Menno ter Braak
aan
N.A. Donkersloot (Zuoz)
Rotterdam, 10 december 1931
Rotterdam, 10 Dec. 1931
B.N.
Laat ik de bespreking van die engelsche essays liever niet accepteren; want belofte maakt schuld, en ik heb ontzettend weinig tijd tegenwoordig; de weinige tijd die ik heb moet ik dus economisch uitbuiten. Beschouw dit dus niet las een principieele weigering, om verder mee te werken; hoewel het instituut boekbespreking-voor-het-publiek me niet erg sympahtiek is, weet ik, dat ik desgewenscht in je blad naar eigen verkiezing kan schrijven. Maar ik durf het werkelijk niet aan, momenteel, om nog meer ‘aan te nemen’.
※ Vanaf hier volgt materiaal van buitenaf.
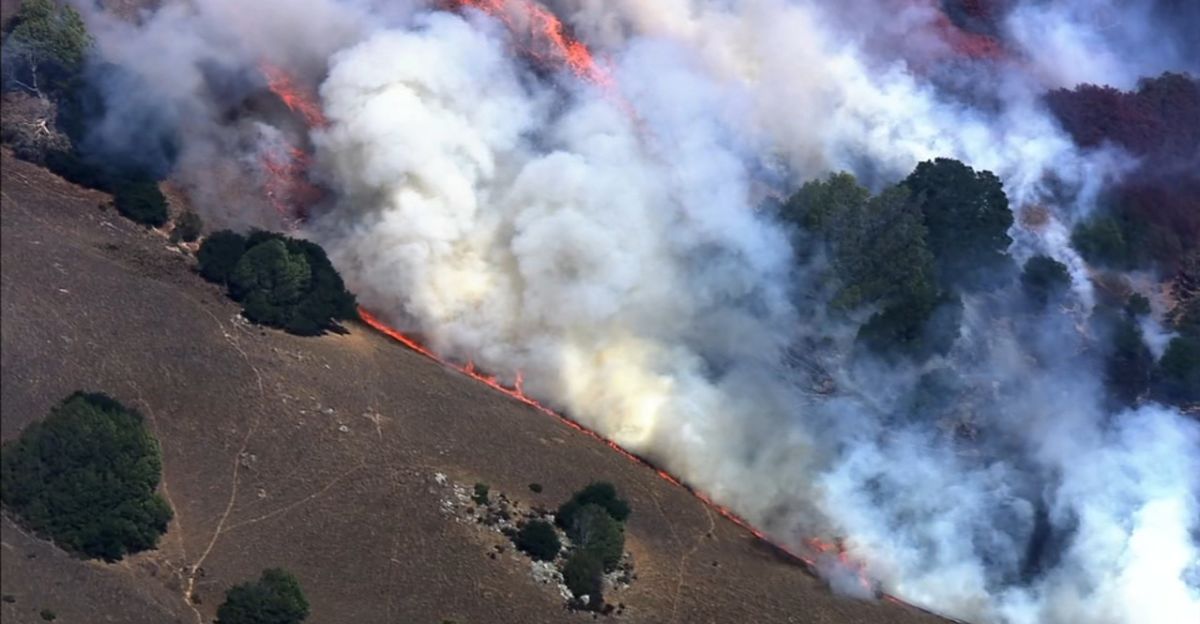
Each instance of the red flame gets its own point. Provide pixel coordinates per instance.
(816, 546)
(281, 84)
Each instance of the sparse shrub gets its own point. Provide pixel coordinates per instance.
(1044, 280)
(187, 227)
(220, 253)
(85, 478)
(594, 529)
(583, 575)
(142, 202)
(539, 539)
(275, 598)
(480, 493)
(599, 493)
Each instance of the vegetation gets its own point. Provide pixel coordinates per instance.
(601, 493)
(967, 217)
(280, 281)
(275, 598)
(46, 47)
(1044, 280)
(85, 478)
(187, 227)
(540, 540)
(583, 575)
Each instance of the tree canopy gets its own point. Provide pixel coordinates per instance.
(85, 478)
(276, 598)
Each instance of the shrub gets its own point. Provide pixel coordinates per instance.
(594, 531)
(599, 493)
(275, 598)
(583, 575)
(85, 478)
(187, 227)
(539, 539)
(1044, 280)
(143, 202)
(220, 253)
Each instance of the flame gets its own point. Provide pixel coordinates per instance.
(817, 547)
(281, 84)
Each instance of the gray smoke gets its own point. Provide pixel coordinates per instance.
(611, 245)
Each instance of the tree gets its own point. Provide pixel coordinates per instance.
(85, 478)
(1044, 280)
(967, 217)
(598, 493)
(275, 598)
(220, 253)
(47, 45)
(597, 532)
(583, 575)
(539, 539)
(1177, 376)
(143, 202)
(187, 227)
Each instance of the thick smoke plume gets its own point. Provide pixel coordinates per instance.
(615, 243)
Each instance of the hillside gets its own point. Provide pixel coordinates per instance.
(321, 455)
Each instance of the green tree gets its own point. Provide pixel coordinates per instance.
(583, 575)
(85, 478)
(539, 539)
(598, 493)
(1044, 280)
(47, 46)
(967, 217)
(220, 253)
(597, 532)
(1177, 376)
(143, 202)
(275, 598)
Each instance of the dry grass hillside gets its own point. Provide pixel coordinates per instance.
(319, 455)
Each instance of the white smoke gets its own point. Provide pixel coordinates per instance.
(609, 245)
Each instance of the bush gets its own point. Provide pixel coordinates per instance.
(583, 575)
(539, 539)
(275, 598)
(1044, 280)
(594, 531)
(598, 493)
(143, 202)
(187, 227)
(280, 281)
(85, 478)
(219, 255)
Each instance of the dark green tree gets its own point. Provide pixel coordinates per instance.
(1177, 376)
(598, 493)
(275, 598)
(85, 478)
(142, 202)
(46, 47)
(1044, 280)
(583, 575)
(539, 539)
(967, 217)
(595, 531)
(220, 253)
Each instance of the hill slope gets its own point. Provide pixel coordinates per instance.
(319, 455)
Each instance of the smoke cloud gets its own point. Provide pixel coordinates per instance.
(615, 244)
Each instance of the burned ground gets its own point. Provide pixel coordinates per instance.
(319, 455)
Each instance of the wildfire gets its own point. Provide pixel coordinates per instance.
(817, 547)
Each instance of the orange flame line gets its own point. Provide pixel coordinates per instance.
(817, 545)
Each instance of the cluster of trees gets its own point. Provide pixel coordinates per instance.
(87, 478)
(276, 598)
(280, 281)
(910, 250)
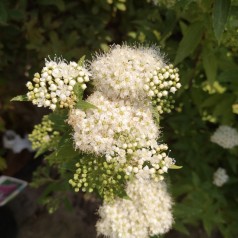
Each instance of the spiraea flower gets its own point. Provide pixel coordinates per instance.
(43, 134)
(220, 177)
(146, 213)
(135, 74)
(53, 87)
(225, 136)
(125, 134)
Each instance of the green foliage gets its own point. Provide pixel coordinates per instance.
(3, 164)
(200, 36)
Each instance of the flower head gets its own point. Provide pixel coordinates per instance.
(146, 213)
(54, 86)
(126, 134)
(134, 74)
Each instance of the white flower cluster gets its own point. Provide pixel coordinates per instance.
(133, 74)
(54, 86)
(220, 177)
(125, 134)
(146, 213)
(226, 137)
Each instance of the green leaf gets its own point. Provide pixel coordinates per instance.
(121, 6)
(59, 118)
(60, 4)
(210, 64)
(83, 105)
(190, 41)
(3, 13)
(81, 60)
(220, 14)
(173, 166)
(20, 98)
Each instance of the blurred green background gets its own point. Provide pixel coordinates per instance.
(199, 36)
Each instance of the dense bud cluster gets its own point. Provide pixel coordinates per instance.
(163, 82)
(114, 129)
(220, 177)
(94, 173)
(53, 87)
(43, 134)
(125, 134)
(146, 213)
(226, 137)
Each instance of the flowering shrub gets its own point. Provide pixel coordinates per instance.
(116, 129)
(199, 37)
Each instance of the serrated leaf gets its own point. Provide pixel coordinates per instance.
(210, 64)
(81, 60)
(58, 118)
(190, 41)
(83, 105)
(3, 13)
(220, 15)
(156, 115)
(121, 6)
(41, 151)
(60, 4)
(3, 164)
(173, 166)
(20, 98)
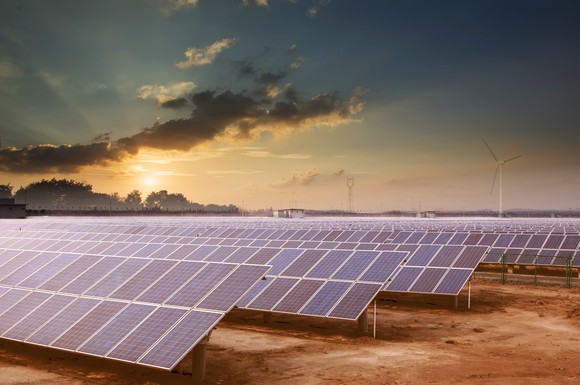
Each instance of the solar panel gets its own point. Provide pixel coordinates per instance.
(453, 281)
(88, 325)
(325, 298)
(62, 321)
(172, 347)
(112, 333)
(298, 296)
(349, 306)
(134, 345)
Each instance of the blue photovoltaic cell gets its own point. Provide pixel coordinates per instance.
(28, 268)
(504, 240)
(146, 251)
(241, 255)
(423, 255)
(446, 256)
(181, 339)
(355, 265)
(298, 296)
(458, 239)
(201, 284)
(146, 334)
(326, 267)
(453, 281)
(355, 301)
(470, 257)
(488, 239)
(536, 241)
(106, 338)
(404, 279)
(16, 262)
(140, 281)
(95, 273)
(520, 240)
(170, 282)
(571, 242)
(10, 298)
(443, 238)
(117, 277)
(164, 252)
(429, 238)
(428, 280)
(415, 237)
(21, 330)
(228, 293)
(220, 254)
(303, 263)
(88, 325)
(257, 289)
(325, 298)
(21, 310)
(201, 253)
(272, 294)
(384, 266)
(48, 271)
(263, 256)
(494, 255)
(70, 272)
(472, 239)
(62, 321)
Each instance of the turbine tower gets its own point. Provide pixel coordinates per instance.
(500, 169)
(350, 185)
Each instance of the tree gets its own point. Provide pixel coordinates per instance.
(56, 193)
(134, 199)
(6, 190)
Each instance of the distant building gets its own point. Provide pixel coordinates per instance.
(289, 213)
(9, 209)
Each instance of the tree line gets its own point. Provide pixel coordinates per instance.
(64, 194)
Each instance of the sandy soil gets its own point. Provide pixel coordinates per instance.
(513, 334)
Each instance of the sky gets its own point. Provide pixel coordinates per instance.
(275, 103)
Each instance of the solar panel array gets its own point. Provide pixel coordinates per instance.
(103, 286)
(142, 310)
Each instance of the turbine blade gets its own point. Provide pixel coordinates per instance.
(490, 151)
(515, 157)
(494, 177)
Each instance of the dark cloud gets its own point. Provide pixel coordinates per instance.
(214, 115)
(64, 158)
(175, 104)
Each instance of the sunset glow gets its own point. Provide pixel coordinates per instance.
(243, 101)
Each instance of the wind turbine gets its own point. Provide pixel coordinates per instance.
(500, 169)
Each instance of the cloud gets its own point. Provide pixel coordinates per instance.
(167, 96)
(234, 172)
(63, 158)
(8, 69)
(304, 178)
(259, 3)
(197, 57)
(215, 115)
(313, 11)
(175, 5)
(266, 154)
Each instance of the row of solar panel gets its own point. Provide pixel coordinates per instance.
(121, 246)
(212, 286)
(381, 224)
(155, 234)
(140, 333)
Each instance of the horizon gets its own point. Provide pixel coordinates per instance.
(276, 103)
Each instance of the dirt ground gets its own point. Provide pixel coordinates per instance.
(513, 334)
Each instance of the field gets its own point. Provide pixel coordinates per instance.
(513, 334)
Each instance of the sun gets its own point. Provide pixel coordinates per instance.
(149, 181)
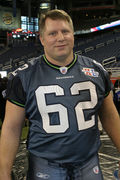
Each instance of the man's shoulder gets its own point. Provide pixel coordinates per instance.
(89, 62)
(27, 67)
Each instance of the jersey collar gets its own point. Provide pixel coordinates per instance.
(62, 69)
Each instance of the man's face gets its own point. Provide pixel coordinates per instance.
(57, 39)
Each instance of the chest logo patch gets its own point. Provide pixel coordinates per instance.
(63, 70)
(90, 72)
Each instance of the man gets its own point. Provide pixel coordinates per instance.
(62, 95)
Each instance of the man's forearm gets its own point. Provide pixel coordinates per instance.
(9, 143)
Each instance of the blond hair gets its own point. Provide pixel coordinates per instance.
(54, 15)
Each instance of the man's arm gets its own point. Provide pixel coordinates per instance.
(110, 120)
(10, 138)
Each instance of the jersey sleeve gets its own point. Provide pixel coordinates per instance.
(15, 92)
(106, 78)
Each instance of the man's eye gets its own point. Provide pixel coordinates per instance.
(65, 31)
(52, 33)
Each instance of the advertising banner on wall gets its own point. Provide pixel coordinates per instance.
(7, 20)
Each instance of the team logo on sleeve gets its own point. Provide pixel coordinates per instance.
(90, 72)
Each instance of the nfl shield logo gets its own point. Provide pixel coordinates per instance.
(63, 70)
(96, 169)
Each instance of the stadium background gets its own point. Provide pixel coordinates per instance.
(97, 35)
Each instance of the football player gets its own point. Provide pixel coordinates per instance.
(62, 95)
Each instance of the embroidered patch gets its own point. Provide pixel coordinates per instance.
(63, 70)
(43, 176)
(90, 72)
(96, 169)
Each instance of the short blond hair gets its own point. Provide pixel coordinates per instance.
(54, 15)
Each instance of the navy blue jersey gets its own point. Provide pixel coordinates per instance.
(62, 106)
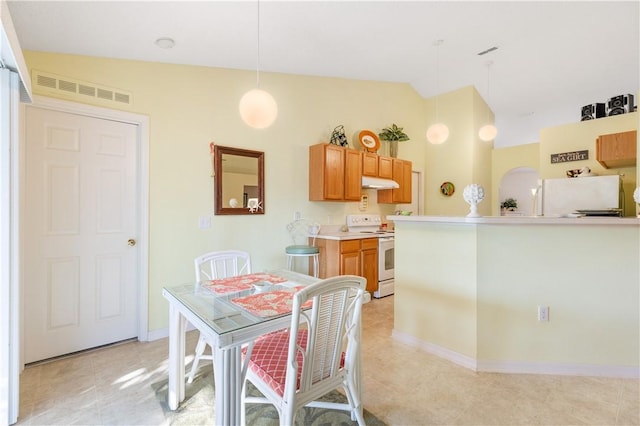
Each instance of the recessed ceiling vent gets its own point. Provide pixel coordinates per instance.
(79, 90)
(489, 50)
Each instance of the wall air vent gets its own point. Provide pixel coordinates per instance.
(81, 91)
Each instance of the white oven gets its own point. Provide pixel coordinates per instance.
(385, 267)
(370, 224)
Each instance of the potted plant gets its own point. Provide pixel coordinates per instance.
(393, 134)
(510, 204)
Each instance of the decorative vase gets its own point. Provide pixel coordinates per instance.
(473, 194)
(393, 149)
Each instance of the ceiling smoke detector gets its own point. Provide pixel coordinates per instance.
(165, 43)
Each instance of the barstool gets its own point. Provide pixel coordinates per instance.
(302, 231)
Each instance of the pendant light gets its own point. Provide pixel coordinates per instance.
(439, 132)
(488, 132)
(258, 108)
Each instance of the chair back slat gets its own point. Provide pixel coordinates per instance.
(331, 325)
(222, 264)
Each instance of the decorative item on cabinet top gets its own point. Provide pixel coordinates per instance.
(338, 137)
(447, 189)
(369, 141)
(393, 135)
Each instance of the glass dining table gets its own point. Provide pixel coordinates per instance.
(229, 313)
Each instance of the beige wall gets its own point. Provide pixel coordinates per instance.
(188, 107)
(463, 159)
(471, 293)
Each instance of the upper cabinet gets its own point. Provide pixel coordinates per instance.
(617, 149)
(402, 175)
(335, 173)
(375, 165)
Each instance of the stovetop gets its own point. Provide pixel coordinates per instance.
(367, 224)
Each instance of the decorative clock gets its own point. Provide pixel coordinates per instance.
(447, 189)
(369, 141)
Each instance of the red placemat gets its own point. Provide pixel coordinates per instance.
(241, 282)
(270, 303)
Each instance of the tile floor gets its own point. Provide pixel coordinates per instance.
(402, 386)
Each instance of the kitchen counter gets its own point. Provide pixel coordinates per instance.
(469, 290)
(522, 220)
(342, 236)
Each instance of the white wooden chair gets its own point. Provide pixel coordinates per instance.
(301, 231)
(212, 266)
(318, 353)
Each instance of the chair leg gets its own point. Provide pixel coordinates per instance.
(315, 266)
(200, 347)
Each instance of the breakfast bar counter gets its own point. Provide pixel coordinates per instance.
(469, 290)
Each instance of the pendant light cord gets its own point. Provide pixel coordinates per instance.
(258, 49)
(489, 63)
(437, 43)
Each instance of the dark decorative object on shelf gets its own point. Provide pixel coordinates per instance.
(593, 111)
(621, 104)
(338, 137)
(510, 204)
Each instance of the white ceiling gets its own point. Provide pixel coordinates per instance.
(552, 57)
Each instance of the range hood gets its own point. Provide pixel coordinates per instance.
(378, 183)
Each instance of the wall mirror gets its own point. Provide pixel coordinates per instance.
(239, 181)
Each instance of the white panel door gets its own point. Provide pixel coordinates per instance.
(80, 221)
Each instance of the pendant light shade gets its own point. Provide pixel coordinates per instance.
(258, 109)
(488, 132)
(439, 132)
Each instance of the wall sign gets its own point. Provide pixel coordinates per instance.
(570, 156)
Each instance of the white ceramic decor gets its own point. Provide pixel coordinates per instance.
(473, 194)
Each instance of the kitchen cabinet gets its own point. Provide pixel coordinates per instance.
(617, 149)
(370, 164)
(350, 257)
(402, 175)
(352, 175)
(369, 263)
(335, 173)
(385, 167)
(375, 165)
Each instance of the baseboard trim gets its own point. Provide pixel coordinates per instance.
(519, 367)
(164, 333)
(439, 351)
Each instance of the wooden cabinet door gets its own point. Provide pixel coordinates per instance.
(350, 263)
(326, 172)
(353, 175)
(404, 191)
(369, 263)
(617, 149)
(370, 164)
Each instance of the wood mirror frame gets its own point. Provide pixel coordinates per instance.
(234, 163)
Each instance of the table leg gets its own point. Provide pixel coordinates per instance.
(228, 379)
(177, 330)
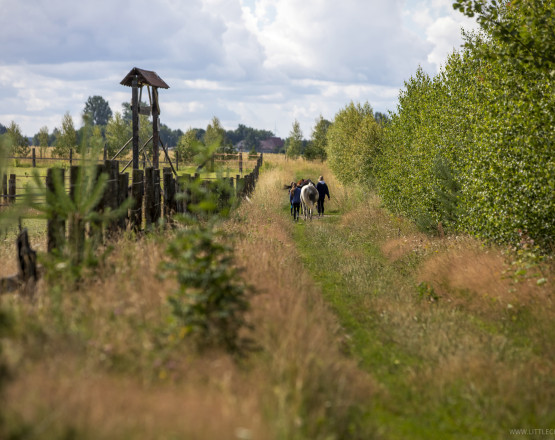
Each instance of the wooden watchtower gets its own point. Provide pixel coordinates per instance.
(137, 79)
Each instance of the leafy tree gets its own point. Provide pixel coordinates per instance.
(42, 138)
(98, 110)
(472, 147)
(295, 141)
(145, 133)
(20, 144)
(168, 136)
(381, 118)
(316, 149)
(211, 301)
(215, 133)
(522, 30)
(188, 145)
(118, 132)
(67, 137)
(250, 136)
(353, 143)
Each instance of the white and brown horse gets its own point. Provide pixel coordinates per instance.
(309, 197)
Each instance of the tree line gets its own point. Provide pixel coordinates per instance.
(471, 148)
(102, 126)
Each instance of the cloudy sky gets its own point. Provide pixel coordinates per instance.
(262, 63)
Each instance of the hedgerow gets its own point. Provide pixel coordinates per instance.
(472, 147)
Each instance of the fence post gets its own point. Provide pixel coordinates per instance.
(112, 168)
(123, 193)
(157, 207)
(76, 228)
(95, 230)
(169, 193)
(56, 226)
(149, 195)
(5, 188)
(11, 188)
(137, 192)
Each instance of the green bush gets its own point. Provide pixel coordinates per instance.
(353, 141)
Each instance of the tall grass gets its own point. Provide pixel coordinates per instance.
(99, 362)
(461, 349)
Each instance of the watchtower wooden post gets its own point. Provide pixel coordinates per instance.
(137, 79)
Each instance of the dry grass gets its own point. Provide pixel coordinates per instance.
(98, 362)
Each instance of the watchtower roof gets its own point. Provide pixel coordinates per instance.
(146, 78)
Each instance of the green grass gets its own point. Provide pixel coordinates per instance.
(389, 329)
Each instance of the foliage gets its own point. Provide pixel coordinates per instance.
(20, 144)
(522, 30)
(168, 136)
(211, 300)
(472, 147)
(250, 136)
(381, 118)
(215, 133)
(118, 132)
(42, 139)
(67, 137)
(187, 145)
(98, 110)
(316, 149)
(353, 142)
(295, 141)
(79, 209)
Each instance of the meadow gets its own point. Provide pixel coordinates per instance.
(363, 328)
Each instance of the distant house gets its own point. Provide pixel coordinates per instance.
(271, 145)
(240, 146)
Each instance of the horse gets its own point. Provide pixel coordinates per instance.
(309, 196)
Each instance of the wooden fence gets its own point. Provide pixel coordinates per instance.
(240, 161)
(153, 197)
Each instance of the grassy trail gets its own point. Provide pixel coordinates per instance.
(460, 364)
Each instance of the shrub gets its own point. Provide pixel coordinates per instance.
(353, 142)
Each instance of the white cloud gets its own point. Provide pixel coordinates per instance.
(261, 63)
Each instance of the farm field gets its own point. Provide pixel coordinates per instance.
(364, 328)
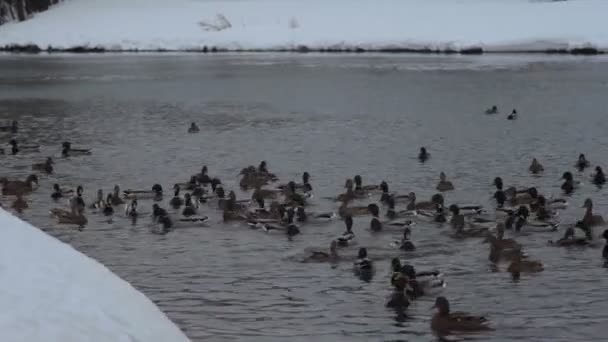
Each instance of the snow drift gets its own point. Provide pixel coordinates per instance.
(494, 25)
(51, 292)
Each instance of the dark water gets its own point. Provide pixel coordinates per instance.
(334, 116)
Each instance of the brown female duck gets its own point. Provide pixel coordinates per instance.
(446, 321)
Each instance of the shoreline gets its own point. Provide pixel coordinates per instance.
(35, 49)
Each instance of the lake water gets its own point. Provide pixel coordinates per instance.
(334, 116)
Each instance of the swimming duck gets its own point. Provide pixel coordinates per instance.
(176, 202)
(59, 193)
(444, 184)
(68, 151)
(536, 167)
(19, 204)
(599, 178)
(193, 128)
(568, 185)
(348, 236)
(569, 240)
(582, 163)
(155, 194)
(363, 264)
(446, 321)
(320, 256)
(13, 127)
(423, 155)
(116, 200)
(375, 224)
(493, 110)
(108, 209)
(519, 266)
(46, 167)
(406, 243)
(13, 187)
(16, 148)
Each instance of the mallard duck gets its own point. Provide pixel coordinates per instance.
(176, 202)
(155, 194)
(116, 200)
(68, 151)
(348, 237)
(582, 163)
(320, 256)
(599, 178)
(493, 110)
(423, 155)
(535, 168)
(46, 167)
(12, 188)
(446, 321)
(569, 240)
(193, 128)
(19, 204)
(519, 266)
(59, 193)
(444, 184)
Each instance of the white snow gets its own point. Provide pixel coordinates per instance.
(495, 25)
(51, 292)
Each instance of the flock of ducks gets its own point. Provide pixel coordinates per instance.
(284, 208)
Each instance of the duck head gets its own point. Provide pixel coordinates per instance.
(348, 220)
(498, 183)
(442, 305)
(362, 253)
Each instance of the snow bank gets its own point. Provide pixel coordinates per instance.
(494, 25)
(50, 292)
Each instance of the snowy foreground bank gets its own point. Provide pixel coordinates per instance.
(302, 25)
(51, 292)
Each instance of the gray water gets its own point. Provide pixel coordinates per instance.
(333, 116)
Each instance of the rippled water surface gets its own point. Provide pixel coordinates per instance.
(333, 116)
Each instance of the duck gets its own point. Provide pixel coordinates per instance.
(131, 209)
(568, 185)
(348, 237)
(375, 224)
(423, 155)
(155, 194)
(46, 167)
(99, 202)
(518, 266)
(17, 148)
(569, 240)
(19, 204)
(321, 256)
(24, 187)
(363, 264)
(536, 167)
(582, 163)
(406, 244)
(444, 184)
(446, 321)
(68, 151)
(115, 199)
(599, 178)
(176, 202)
(59, 193)
(492, 110)
(108, 210)
(193, 128)
(13, 127)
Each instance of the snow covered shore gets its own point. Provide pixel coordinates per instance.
(51, 292)
(303, 25)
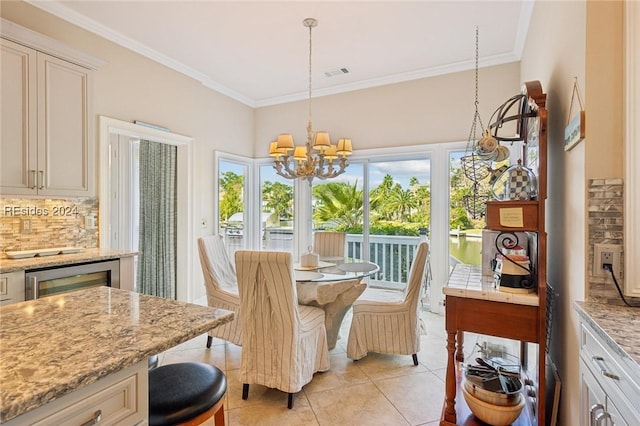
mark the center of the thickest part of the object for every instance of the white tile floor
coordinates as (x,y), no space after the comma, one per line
(377,390)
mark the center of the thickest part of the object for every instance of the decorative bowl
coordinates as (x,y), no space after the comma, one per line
(496,415)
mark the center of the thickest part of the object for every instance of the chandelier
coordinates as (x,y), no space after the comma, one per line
(318,157)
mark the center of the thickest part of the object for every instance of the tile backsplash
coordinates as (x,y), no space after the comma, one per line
(28,224)
(606,225)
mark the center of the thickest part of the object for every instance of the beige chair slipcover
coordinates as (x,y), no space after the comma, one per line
(221,285)
(386,321)
(283,343)
(329,245)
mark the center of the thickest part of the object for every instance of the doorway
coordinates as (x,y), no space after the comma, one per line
(117,184)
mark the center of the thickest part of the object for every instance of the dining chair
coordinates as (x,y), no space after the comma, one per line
(329,245)
(386,321)
(221,286)
(283,343)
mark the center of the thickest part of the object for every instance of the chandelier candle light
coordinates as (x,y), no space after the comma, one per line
(318,156)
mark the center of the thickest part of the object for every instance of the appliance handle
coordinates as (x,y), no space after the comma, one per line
(34,287)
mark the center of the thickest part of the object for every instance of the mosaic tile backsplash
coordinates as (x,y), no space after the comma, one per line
(606,225)
(29,224)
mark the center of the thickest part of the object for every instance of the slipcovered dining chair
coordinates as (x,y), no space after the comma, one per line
(221,286)
(329,245)
(386,321)
(283,343)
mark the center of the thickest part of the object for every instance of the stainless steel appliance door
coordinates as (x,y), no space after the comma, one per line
(47,282)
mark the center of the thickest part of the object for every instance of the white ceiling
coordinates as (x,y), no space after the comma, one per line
(257,52)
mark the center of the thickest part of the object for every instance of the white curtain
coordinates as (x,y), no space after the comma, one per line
(157,237)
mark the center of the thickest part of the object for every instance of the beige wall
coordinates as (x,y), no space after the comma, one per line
(131,87)
(431,110)
(566,39)
(583,40)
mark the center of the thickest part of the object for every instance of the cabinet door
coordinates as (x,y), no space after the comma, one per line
(18,143)
(593,398)
(64,146)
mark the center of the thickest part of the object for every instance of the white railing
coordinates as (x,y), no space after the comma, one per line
(393,254)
Dank voor je brief en voor je polemiek in de Stem. Ik zal nu niet weer terug polemiseeren, want ik vind, dat aan alles een einde moet komen. Maar de bepaling van mijn houding tegenover jouw gewijzigd L'art pour l'art zul je aantreffen in de vervolgen van Démasqué der Schoonheid, zonder dat je naam genoemd wordt overigens, want het is niet persoonlijk. Deze heele kwestie (ook het feit, dat ik voor jou ‘minder interessant’ word) loopt uit op een probleem, dat binnen de grenzen van ‘de’ kunst niet kan worden opgelost. Je zult zien, dat ik in het Démasqué de kunst tenslotte ook gedeeltelijk verwerp, of liever de kunst op een andere plaats stel dan gewoonlijk gebeurt. Misschien zul je die theorie ook ‘broodmager’ vinden (de dikte is populairder), maar ik ben toch zeer benieuwd, wat je er op zeggen zult. Eigenlijk is het interessantste probleem in de wereld, aan te zien, hoe de ‘broodmageren’ en de dikkeren elkaar voortdurend bestrijden, trachten te begrijpen en weer misverstaan. Noodzakelijkerwijze m.i., omdat de magerheid en de dikheid andere levensbelangen hebben en dus ook anders moeten denken. Het is mij b.v. onbegrijpelijk hoe je een aardig, conventioneel, niet slecht geschreven, maar tenslotte enorm vervelend boek als ‘Rembrandt’ zoo in de wolken kunt verheffen, alsof dit verdienstelijk beoefenen van het ‘roman-métier’ nu werkelijk belang had; terwijl je in dat stuk zelf erkent, dat de psychologie conventioneel is, reden genoeg toch, zou ik zeggen, om een boek, dat over ‘psyche's’ handelt, op zijn hoogst middelmatig te achten. Hetzelfde geldt m.i. in versterkten mate van De Stille Plantage, waar de onophoudelijke braafheid bovendien nog een ergelijk symptoon is. Vergeleken bij die boeken (die men in ieder leesgezelschap zou wenschen) vind ik Roelants heilig, veel minder litteratuur, veel meer persoonlijkheid.
Maar deze amendementen berusten tenslotte op een principieel verschillende houding tegenover de kunst.